É vedado ao condomínio proibir a utilização das áreas comuns por locatários por temporada. Isso porque, inicialmente, não é possível a separação dos direitos de cada condômino às partes comuns, de sua propriedade exclusiva, pela íntima conexão entre a unidade imobiliária e as frações ideais.

Assim entendeu a 27ª Câmara de Direito Privado do Tribunal de Justiça de São Paulo ao dar provimento ao recurso de dois moradores contra um condomínio que proibiu locatários por temporada de usar as áreas comuns, tais como piscina, churrasqueira, salão de festas e de jogos. Os autores da ação alugam seu imóvel no litoral paulista e entraram na Justiça para garantir que os locatários possam acessar os espaços de lazer.

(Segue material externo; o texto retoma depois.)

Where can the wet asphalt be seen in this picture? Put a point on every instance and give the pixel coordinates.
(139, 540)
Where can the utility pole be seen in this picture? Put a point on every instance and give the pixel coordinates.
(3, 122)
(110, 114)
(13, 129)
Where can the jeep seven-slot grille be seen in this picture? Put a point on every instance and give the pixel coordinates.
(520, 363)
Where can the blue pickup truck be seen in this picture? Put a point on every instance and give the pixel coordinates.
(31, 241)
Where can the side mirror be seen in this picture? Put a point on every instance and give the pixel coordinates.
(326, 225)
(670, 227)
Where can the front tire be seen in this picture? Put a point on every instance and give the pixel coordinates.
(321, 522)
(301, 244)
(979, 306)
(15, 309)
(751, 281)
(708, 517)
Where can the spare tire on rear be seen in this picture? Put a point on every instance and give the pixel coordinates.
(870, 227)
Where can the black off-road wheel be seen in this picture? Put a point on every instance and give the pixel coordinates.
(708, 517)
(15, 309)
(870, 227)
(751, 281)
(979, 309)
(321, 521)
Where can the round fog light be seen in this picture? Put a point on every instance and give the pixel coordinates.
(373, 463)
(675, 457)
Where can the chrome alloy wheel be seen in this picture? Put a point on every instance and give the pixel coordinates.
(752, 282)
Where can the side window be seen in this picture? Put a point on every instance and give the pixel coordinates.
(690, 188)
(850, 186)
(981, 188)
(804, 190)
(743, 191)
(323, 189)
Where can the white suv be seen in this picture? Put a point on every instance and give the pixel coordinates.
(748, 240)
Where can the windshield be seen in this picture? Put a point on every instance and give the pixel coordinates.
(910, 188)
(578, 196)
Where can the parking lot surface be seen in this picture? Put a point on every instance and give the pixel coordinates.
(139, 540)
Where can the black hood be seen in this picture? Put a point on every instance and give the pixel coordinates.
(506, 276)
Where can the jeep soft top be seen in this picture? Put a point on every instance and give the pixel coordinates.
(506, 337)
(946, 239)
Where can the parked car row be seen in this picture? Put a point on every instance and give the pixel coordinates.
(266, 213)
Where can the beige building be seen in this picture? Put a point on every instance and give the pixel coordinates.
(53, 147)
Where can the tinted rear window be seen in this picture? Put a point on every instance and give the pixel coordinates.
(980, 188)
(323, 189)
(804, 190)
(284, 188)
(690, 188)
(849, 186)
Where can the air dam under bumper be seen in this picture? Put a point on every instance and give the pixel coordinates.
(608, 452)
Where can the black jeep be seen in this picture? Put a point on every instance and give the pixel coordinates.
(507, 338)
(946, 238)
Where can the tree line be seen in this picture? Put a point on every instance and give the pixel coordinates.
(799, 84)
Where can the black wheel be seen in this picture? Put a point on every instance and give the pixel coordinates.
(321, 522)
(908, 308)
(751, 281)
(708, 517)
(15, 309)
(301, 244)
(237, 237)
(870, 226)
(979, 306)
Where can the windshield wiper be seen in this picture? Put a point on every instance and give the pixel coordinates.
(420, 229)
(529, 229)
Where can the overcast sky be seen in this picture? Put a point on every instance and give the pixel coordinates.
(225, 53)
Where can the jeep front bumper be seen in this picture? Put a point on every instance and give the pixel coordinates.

Em primeiro grau, a ação foi julgada improcedente. A sentença foi reformada pelo TJ-SP. Segundo o relator, Alfredo Attié, “todas as prerrogativas emanadas das faculdades de uso e fruição do bem são também deferidas em favor de locatários”. Inclusive, o condomínio pode aplicar sanções ao locatário temporário que fizer mau uso das áreas comuns. “Ademais, a locação de imóvel urbano por temporada é modalidade que se encontra devidamente prevista no artigo 48, caput, da Lei 8.245/1991”, completou.

O relator afirmou ainda que nada impede ao Poder Judiciário dirimir conflitos existentes entre particulares, quando há violação a direito fundamental, “não subsistindo a alegação de que a matéria é interna corporis. Isso porque incide, à hipótese dos autos, a chamada eficácia horizontal dos direitos fundamentais, já que há flagrante restrição ao direito de propriedade da autora”.

O tribunal, porém, negou o pedido dos moradores de indenização por danos morais: “No caso, não se mostra presente violação a qualquer dos aspectos componentes da dignidade da pessoa humana da autora”. “A vivência, pela autora, dos alegados dissabores, como conflitos com outros inquilinos, moradores e zeladores, não configuram, por si só, motivo razoável e proporcional a justificar a condenação pretendida”, concluiu Attié.